R: Wieviel bezahlen Sie für das Wohnen?

BF (auf Deutsch): 330€ Miete. Mal mehr als weniger.

R: Wovon leben Ihre Verwandten in der Türkei oder in Iran?

BF (auf Deutsch): Mein Bruder und seine Familie lebt in Ankara. Er hat 5 Kinder, 2 Töchter und 3 Söhne.

R: Welche Beschäftigung geht er, in Ankara, nach?

BF (auf Deutsch): Auf einer Baustelle. Seinen Erwerbslohn verwendet er zu 100% für seine Familie.

R: Gehen wir zu den Verwandten in Iran.

BF (auf Deutsch): Meine Mutter und mein Bruder, er ist 23 Jahre alt, leben im Iran. Mein Bruder arbeitet als Verkäufer, in einem Geschäft. Nachgefragt: Er verdient 3 Million iranischer Währung.

R: Könnten Sie Ihr Bruder bei einer hypothetischen Rückkehr unterstützen?

BF: Nein.

R: Arbeitet Ihre Mutter?

BF: Nein, der Bruder unterstützt die Mutter.

R: Haben Sie in Österreich schon einmal Probleme mit der Polizei oder Staatsanwaltschaft gehabt?

BF: Nein.

R: Sind Sie in Österreich bisher strafrechtlich verurteilt worden?

BF: Nein.

R: Können Sie mir über Ihre beruflichen Pläne erzählen?

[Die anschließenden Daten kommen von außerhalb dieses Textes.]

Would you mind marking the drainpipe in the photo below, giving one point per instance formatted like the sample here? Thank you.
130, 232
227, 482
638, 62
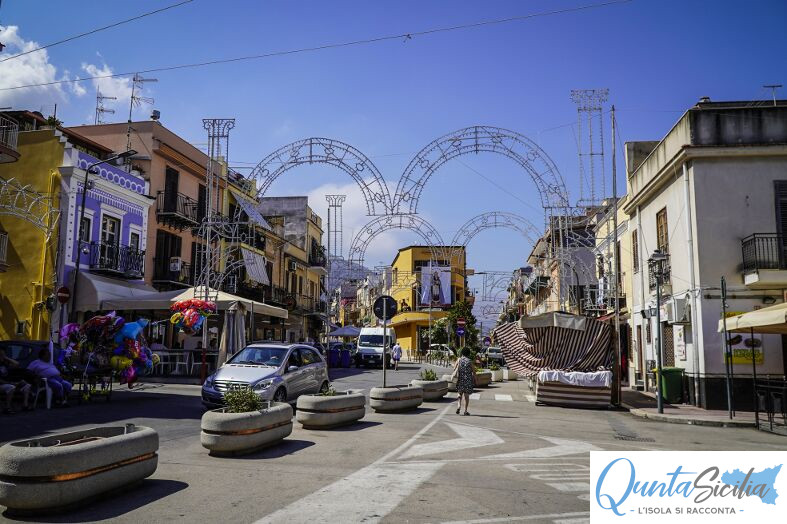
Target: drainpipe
692, 282
642, 282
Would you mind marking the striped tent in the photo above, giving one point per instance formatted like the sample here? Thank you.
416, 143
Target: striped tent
555, 341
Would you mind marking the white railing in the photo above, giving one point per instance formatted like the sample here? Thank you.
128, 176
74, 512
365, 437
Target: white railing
9, 133
3, 250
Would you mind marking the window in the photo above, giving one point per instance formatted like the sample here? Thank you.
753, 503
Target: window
133, 241
662, 234
110, 230
84, 230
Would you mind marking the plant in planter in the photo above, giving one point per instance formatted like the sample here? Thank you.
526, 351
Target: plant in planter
433, 388
244, 426
330, 409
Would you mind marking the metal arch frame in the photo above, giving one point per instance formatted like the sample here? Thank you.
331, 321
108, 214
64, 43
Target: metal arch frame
493, 220
21, 201
476, 139
385, 223
332, 152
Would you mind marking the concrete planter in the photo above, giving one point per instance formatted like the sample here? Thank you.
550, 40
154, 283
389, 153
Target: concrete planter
451, 383
396, 398
433, 389
240, 433
483, 378
322, 412
60, 471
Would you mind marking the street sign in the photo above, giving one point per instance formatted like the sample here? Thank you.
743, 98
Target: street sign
63, 295
384, 307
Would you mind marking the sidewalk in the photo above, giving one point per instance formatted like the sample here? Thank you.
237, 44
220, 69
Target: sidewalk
643, 404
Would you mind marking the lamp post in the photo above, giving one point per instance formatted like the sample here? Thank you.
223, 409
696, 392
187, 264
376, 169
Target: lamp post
656, 267
89, 168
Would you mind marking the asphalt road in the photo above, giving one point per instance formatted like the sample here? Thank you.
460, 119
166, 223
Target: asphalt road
510, 461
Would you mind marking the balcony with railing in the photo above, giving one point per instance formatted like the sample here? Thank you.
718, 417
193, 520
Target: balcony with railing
177, 210
764, 260
168, 274
9, 134
3, 251
118, 260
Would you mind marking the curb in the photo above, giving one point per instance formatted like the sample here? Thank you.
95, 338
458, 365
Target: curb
691, 421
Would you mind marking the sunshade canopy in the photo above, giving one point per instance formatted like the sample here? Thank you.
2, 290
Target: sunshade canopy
771, 320
346, 331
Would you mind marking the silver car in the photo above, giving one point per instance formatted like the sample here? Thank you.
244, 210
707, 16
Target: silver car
275, 371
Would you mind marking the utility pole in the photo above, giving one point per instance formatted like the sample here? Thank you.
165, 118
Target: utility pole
616, 264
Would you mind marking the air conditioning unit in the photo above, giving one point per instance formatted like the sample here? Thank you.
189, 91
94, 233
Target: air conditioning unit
175, 263
677, 311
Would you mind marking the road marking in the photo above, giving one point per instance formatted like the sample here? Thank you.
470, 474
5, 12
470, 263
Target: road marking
383, 486
562, 447
469, 437
576, 514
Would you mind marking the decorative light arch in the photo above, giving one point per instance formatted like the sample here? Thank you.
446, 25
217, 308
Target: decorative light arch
475, 139
331, 152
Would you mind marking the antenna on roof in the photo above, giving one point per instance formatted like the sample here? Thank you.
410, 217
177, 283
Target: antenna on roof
773, 88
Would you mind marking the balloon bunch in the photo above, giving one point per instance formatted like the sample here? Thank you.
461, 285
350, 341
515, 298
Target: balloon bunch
112, 335
188, 315
131, 359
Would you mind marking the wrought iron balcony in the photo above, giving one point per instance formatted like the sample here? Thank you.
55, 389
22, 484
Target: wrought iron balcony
121, 260
764, 251
3, 251
9, 134
163, 273
177, 210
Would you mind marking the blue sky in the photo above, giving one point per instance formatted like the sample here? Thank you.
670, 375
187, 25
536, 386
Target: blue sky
390, 99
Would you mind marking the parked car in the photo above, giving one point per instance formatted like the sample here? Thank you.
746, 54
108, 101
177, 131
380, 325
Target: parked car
276, 371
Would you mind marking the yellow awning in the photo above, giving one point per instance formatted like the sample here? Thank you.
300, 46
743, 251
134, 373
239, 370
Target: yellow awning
769, 320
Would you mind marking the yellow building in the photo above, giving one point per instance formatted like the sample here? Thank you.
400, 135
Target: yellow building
411, 323
29, 220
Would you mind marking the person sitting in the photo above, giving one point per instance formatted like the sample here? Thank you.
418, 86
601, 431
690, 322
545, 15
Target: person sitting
9, 385
43, 368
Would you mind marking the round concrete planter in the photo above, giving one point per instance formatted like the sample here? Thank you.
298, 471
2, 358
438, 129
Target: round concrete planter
483, 378
451, 383
396, 398
61, 471
239, 433
322, 412
433, 389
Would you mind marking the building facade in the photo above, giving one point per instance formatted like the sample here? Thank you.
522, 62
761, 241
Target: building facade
712, 195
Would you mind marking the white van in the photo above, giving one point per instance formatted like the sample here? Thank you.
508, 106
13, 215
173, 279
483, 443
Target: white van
370, 347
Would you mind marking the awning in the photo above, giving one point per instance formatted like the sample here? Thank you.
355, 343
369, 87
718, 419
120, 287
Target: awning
251, 210
769, 320
96, 291
554, 319
165, 299
256, 266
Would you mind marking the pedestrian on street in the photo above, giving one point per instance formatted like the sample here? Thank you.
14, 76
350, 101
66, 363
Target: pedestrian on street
464, 372
396, 354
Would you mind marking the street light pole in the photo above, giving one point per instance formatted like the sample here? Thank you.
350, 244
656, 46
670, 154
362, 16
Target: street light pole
89, 168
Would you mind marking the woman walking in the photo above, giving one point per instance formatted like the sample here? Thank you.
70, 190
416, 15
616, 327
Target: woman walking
464, 370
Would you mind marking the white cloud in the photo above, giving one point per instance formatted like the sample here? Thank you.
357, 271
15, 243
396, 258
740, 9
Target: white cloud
33, 68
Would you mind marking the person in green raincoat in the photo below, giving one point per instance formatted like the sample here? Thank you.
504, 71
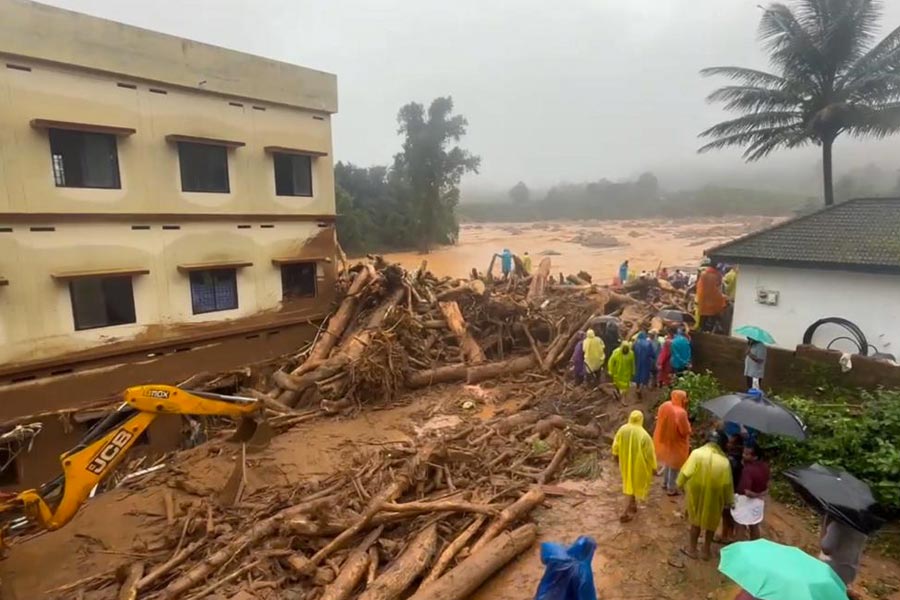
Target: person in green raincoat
594, 355
621, 367
637, 462
709, 489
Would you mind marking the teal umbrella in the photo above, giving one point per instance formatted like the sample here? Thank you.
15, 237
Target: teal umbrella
770, 571
755, 333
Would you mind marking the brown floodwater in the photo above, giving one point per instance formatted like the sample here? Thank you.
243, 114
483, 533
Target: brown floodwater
645, 243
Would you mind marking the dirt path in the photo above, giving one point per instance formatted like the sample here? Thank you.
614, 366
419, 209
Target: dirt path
633, 561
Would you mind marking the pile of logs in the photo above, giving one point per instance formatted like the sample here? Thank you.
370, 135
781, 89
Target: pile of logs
428, 520
395, 330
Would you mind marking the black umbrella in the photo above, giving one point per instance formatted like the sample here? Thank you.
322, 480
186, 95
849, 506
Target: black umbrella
676, 316
839, 494
757, 412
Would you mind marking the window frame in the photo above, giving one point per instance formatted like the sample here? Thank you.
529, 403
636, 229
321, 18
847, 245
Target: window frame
291, 156
198, 272
315, 280
182, 144
75, 305
60, 174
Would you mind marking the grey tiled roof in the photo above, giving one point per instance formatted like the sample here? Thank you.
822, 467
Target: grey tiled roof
857, 235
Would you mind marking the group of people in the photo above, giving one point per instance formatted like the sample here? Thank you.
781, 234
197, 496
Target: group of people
725, 482
645, 361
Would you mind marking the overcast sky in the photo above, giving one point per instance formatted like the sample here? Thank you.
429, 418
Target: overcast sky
554, 91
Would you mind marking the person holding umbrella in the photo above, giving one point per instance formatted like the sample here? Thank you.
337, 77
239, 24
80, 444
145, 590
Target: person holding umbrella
850, 514
755, 356
706, 479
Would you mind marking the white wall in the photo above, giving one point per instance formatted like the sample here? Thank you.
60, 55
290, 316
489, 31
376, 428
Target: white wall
871, 301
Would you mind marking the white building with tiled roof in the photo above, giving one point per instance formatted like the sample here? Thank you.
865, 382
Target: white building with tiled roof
841, 262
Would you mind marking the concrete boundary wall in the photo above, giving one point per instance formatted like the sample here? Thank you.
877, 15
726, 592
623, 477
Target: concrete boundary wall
804, 367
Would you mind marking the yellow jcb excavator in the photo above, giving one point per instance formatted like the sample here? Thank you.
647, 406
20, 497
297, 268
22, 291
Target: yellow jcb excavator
105, 445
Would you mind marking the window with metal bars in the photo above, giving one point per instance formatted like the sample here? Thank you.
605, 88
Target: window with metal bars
213, 290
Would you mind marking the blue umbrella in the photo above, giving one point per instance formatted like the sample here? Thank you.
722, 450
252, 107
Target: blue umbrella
758, 412
755, 333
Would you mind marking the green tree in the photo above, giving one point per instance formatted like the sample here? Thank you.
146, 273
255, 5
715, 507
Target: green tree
519, 193
427, 171
830, 79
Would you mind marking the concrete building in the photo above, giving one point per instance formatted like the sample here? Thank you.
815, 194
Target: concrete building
155, 191
166, 207
843, 261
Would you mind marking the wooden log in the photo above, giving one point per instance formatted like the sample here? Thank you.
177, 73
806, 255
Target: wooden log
550, 472
500, 369
391, 584
352, 571
462, 581
539, 280
457, 324
338, 323
399, 485
510, 515
254, 535
452, 550
441, 506
339, 361
164, 569
130, 579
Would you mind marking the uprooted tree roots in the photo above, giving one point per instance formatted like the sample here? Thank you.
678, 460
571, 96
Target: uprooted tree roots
428, 520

BF (auf Deutsch): Plan 1 ist, dass ich eine Pflegeausbildung mache. Es dauert 1 Jahr. Ich habe eine Rechtsberaterin bei der VHS. Sie würde mir da weiterhelfe.

R: Haben Sie schon mal hinein geschnuppert?

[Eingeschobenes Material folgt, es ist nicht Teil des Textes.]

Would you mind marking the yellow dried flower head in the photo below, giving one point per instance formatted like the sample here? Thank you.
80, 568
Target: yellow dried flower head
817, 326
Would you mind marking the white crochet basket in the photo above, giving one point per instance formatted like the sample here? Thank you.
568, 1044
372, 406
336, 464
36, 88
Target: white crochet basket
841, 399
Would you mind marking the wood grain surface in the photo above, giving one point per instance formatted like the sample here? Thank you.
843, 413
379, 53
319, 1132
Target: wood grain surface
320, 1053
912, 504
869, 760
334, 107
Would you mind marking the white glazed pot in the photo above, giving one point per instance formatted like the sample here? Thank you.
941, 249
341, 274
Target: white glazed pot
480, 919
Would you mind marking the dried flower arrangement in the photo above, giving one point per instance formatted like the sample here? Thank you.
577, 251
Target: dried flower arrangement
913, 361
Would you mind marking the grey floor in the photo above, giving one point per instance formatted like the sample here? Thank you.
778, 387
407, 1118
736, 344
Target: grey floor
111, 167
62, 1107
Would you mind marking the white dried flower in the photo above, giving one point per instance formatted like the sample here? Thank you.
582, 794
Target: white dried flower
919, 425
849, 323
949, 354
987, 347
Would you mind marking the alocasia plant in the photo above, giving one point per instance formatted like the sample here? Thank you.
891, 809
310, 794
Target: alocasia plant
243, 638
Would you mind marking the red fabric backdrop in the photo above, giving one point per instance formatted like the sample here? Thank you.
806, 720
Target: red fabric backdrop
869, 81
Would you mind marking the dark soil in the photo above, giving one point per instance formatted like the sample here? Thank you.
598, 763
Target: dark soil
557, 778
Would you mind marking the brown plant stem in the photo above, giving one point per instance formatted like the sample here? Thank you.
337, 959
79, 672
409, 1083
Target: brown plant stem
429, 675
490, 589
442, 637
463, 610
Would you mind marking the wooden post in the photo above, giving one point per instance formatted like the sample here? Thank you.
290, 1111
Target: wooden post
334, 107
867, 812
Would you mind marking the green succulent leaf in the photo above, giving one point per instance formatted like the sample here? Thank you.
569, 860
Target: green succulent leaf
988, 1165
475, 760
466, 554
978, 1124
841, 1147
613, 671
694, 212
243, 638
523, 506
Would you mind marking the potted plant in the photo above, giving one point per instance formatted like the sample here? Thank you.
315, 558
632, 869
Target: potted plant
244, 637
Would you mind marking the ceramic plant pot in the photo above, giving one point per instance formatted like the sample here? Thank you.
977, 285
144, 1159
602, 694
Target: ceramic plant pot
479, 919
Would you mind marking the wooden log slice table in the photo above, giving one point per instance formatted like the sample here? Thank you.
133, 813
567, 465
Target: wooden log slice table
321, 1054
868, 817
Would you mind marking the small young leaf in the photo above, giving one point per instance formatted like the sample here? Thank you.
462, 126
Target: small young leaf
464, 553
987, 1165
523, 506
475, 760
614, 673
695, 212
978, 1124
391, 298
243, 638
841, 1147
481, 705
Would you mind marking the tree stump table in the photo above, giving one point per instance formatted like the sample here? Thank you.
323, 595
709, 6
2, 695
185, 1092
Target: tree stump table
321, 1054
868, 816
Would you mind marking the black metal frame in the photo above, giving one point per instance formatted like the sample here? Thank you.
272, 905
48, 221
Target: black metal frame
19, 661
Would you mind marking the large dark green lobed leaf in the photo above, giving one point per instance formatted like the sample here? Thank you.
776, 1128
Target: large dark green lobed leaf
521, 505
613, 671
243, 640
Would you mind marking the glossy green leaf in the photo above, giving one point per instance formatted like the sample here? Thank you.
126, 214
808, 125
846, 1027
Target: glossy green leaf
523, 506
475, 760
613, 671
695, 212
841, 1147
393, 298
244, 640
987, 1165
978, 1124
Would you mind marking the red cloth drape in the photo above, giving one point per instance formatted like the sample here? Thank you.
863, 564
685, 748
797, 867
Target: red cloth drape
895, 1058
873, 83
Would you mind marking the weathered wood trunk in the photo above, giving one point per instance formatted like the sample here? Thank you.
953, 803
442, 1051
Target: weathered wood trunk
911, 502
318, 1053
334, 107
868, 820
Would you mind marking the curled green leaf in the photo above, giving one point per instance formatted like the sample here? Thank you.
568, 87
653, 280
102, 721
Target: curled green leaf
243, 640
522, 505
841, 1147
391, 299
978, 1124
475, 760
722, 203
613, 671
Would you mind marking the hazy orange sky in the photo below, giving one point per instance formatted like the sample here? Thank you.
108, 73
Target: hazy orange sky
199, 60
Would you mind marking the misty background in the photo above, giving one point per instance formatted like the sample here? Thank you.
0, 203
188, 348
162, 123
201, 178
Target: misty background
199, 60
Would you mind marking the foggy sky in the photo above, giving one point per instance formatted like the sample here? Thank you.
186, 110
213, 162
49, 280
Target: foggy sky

BF: Noch nicht. Sie hat mir Infos geben über den Beruf als Pflegeassistent, z.B. welche Aufgaben, wieviel man verdient. Mein Freund hat mir erzählt, dass man Blut ansehen muss und auch körperlich Stark sein muss. Er arbeitet auch in der Pflege. Ich will anderen helfen, deshalb will ich die Ausbildung machen. Ich kann mir vorstellen, dass ich den Pflegeberuf in einem Spital machen. Plan 2 ist, dass ich Geld spare und ein Geschäft eröffne, eine Bäckerei. Ich backe zu Hause Brot und Kuchen. Ich kann nicht nur Brot backen.

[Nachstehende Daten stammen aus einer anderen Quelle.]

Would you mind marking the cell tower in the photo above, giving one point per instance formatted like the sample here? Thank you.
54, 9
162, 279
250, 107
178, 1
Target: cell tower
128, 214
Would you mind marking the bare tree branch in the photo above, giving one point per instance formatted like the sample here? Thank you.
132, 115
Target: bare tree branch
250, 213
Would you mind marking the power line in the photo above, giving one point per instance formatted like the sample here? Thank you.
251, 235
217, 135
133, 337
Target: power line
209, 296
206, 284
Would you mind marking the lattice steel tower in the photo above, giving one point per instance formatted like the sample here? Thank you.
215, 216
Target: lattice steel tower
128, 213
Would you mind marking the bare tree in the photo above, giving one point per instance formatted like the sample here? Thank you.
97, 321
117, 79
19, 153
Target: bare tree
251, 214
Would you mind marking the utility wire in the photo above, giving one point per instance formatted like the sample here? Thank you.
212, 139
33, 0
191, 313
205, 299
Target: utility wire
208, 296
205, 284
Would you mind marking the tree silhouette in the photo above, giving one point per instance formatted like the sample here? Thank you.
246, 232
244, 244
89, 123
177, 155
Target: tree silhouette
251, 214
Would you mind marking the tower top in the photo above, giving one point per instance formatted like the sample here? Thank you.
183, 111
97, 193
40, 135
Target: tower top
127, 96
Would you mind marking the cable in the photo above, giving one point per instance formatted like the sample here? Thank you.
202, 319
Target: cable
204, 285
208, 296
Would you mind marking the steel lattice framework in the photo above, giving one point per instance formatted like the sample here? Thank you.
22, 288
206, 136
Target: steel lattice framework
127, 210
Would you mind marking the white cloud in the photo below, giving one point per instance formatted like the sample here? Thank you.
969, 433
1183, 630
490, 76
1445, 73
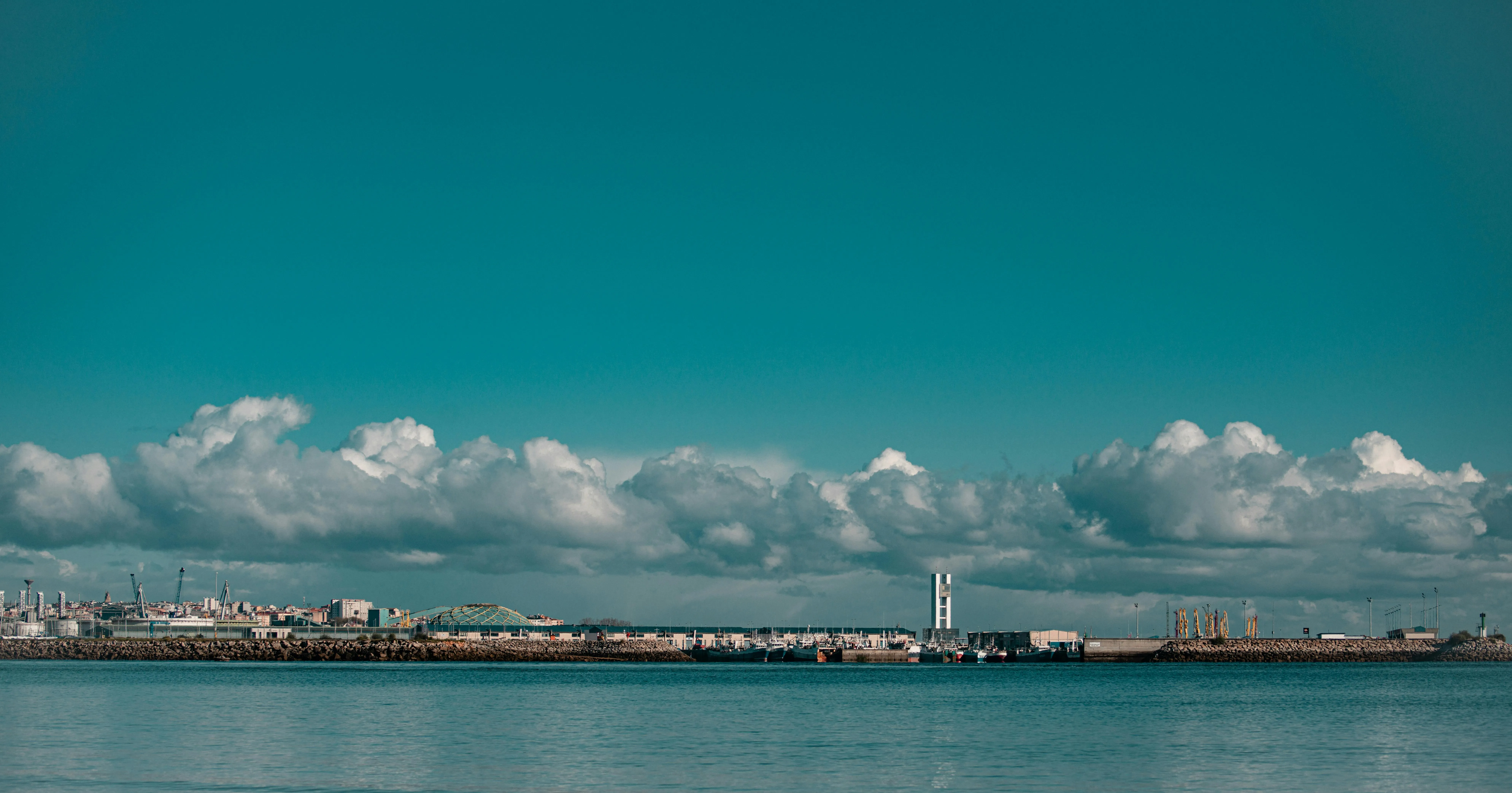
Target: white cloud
1186, 514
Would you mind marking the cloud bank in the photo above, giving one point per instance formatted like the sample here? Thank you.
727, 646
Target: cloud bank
1185, 514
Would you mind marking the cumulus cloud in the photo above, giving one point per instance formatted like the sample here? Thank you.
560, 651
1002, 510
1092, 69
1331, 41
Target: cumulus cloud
1185, 514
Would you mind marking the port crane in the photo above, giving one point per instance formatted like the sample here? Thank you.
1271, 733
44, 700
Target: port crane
138, 604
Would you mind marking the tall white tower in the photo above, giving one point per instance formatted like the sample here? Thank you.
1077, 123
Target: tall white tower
940, 600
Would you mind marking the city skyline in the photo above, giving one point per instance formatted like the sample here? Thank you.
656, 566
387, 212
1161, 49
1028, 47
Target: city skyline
722, 315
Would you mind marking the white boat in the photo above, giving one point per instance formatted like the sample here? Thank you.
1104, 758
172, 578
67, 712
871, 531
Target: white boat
1036, 656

R: Sie sind also der festen Überzeugung in kürzester Zeit eine Ausbildung zu machen.

BF nickt.

R: Das Gericht kann sich auf Grund Ihrer Angaben nunmehr ein Bild über ihre privaten sowie familiären Bindungen in Österreich machen und erscheinen hierzu seitens des Gerichts keine weiteren Fragen offen. Wollen Sie sich noch weitergehend zu Ihren privaten und familiären Bindungen in Österreich bzw. ihrer Integration äußern?

BF: Ich bin in einem Wohltätigkeitsverein Jugend in Österreich. Der Verein heißt Marefat. Ich setzte mich auch für andere Leute für die Integration ein. Ich habe Mathe gelernt. Sie haben mir so viel geholfen.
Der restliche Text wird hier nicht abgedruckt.